Победа - и победа блистательная - была одержана.
Взятие Бастилии, которое уже к вечеру 14 июля определилось как полное торжество революции, тут же стали приукрашивать легендами. И в народной массе и историки говорили (а иной раз и до сих пор повторяют) о взятии Бастилии штурмом. Между тем это была осада, сдача крепости последовала до штурма, и нужды в штурме не оказалось. Но даже и штурм Бастилии не был бы столь веским аргументом в пользу победы революции, как то, что случилось на самом деле: сдача грозной, неприступной крепости обнаружила полнейший маразм власти. Для королевского правительства стало ясно, что сопротивляться дальше невозможно. Было очевидно, что революция сокрушила не только Бастилию, но и твердыню абсолютизма. Народные массы Парижа, поддержанные всей Францией и значительной частью войска, совершили вооруженное восстание в защиту Учредительного собрания, т.е. в защиту буржуазии. Однако это восстание произошло не по воле крупной буржуазии, а в значительной мере вопреки ее желанию.

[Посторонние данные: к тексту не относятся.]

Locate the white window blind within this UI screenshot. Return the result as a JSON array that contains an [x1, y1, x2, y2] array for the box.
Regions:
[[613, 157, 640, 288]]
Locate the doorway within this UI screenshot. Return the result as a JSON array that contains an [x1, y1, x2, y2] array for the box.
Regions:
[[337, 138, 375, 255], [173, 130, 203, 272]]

Всю ночь - это была уже, считая с 12 июля, третья ночь революции - люди лишь по очереди, на несколько часов ложились спать. Всю ночь горели огни в городе. Все ждали, что главнокомандующий министр де Бройль придет ночью с полками из Версаля. И вместе с тем все были полны решимости к продолжению борьбы.

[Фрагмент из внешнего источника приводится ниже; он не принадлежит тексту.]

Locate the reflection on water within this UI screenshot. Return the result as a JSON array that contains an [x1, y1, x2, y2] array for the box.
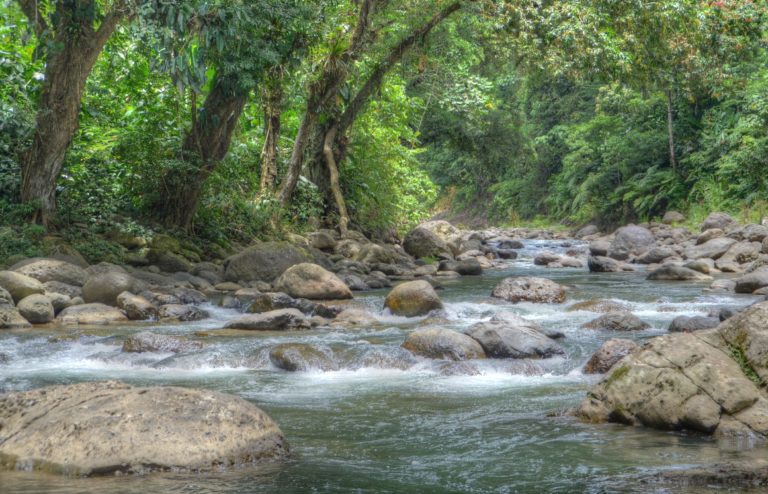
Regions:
[[0, 238, 766, 493]]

Герцог Ларошфуко-Лианкур, один из приближенных Людовика XVI, явился во дворец, когда король еще спал. Короля разбудили, и Ларошфуко рассказал ему, что взята Бастилия, губернатор де Лонэ убит, а Париж во власти восставших. Король спросил: "Это возмущение?". Ларошфуко ответил ему историческими словами: "Это - революция, государь!".
И тут впервые король Людовик XVI осознал, что он столкнулся лицом к лицу с таким событием, которое не переживал никто из его предшественников за полторы тысячи лет существования французского королевского трона.
Утром 15 июля герцог Ларошфуко, сделав радостное лицо, сообщил Национальному собранию, что король решил удалить войска из Версаля. Собрание, переживавшее в течение всего предшествующего дня смертельную тревогу, ответило на эти слова громкими аплодисментами. Затем, когда Ларошфуко сказал, что король хочет лично сообщить о своем решении, Мирабо встал и заявил: "Скажите королю, что Генрих IV, память которого все благословляют, тот из его предков, которого король Людовик XVI хотел принять за образец, пропускал съестные припасы в восставший Париж, который Генрих лично осаждал, а свирепые советники короля Людовика XVI отправляют прочь хлеб, который торговцы хотят ввести в голодающий и верный королю Париж!"